In Digital Punishment, Sarah Esther Lageson unpacks criminal record keeping in the digital age, as busy and overburdened criminal justice agencies turned to technological solutions offered by IT companies over the last two decades. These operations produce a mountain of data, including the names, photographs, and home addresses of people arrested or charged with a crime, transforming millions of paper records into a digital commodity. Regardless of factual or legal guilt, these records rapidly multiply across the private sector background checking and personal data industries.
Emboldened by public records laws designed for paper-based systems, criminal record data has become an extremely valuable resource for employers, landlords, and communities to monitor criminal behavior and assess other people.

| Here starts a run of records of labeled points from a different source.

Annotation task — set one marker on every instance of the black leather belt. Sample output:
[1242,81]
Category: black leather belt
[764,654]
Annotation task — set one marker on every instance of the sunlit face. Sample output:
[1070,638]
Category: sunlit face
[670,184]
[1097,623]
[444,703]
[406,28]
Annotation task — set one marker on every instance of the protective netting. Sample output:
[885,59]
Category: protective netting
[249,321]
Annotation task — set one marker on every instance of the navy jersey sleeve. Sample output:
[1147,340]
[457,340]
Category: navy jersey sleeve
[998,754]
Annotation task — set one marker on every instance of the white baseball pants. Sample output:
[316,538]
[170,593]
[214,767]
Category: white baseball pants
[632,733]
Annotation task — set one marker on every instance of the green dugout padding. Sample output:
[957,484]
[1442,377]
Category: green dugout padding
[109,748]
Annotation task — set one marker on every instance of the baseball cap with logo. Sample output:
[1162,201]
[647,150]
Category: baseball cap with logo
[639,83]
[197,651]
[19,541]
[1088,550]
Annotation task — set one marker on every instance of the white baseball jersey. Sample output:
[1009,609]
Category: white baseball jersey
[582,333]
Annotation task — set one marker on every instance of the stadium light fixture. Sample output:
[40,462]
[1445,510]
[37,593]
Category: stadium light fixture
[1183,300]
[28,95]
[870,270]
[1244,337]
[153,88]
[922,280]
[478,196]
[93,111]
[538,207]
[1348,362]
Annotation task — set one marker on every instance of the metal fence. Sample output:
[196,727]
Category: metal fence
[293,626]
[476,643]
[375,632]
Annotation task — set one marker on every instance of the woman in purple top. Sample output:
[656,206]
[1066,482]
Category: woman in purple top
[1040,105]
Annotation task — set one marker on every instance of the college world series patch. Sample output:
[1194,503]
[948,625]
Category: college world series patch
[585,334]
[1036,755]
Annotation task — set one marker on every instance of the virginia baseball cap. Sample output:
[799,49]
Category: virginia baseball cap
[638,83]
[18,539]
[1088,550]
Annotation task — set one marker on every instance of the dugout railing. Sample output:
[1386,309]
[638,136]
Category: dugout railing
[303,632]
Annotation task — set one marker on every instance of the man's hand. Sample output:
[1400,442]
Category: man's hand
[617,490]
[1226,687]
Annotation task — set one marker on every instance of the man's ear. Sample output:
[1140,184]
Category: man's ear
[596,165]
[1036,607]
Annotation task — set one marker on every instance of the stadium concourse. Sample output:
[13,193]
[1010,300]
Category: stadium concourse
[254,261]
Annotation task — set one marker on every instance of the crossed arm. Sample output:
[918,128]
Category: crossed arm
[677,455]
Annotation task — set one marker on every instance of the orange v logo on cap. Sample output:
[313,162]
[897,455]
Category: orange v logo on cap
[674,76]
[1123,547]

But while transparency laws were originally designed to allow governmental watch-dogging, digital punishment has redirected our gaze toward one another. Hundreds of interviews detailed in this book reveal the consequences of digital punishment, as people purposefully opt out of society to cope with privacy and due process violations. As criminal histories impact nearly every aspect of private and civic life, the collateral consequences of even the most minor records are much more than barriers to employment and housing. For the criminal record-holder, the messy entanglement of government bureaucracy is nothing compared to the jurisdiction-less haze of the internet.
Drawing on empirical data, interviews, and review of case law, this book powerfully demonstrates that addressing digital punishment will require a direct acknowledgement of privacy and dignity in the context of public accusation, and a reckoning of how rehabilitation can actually occur in a society that never forgets.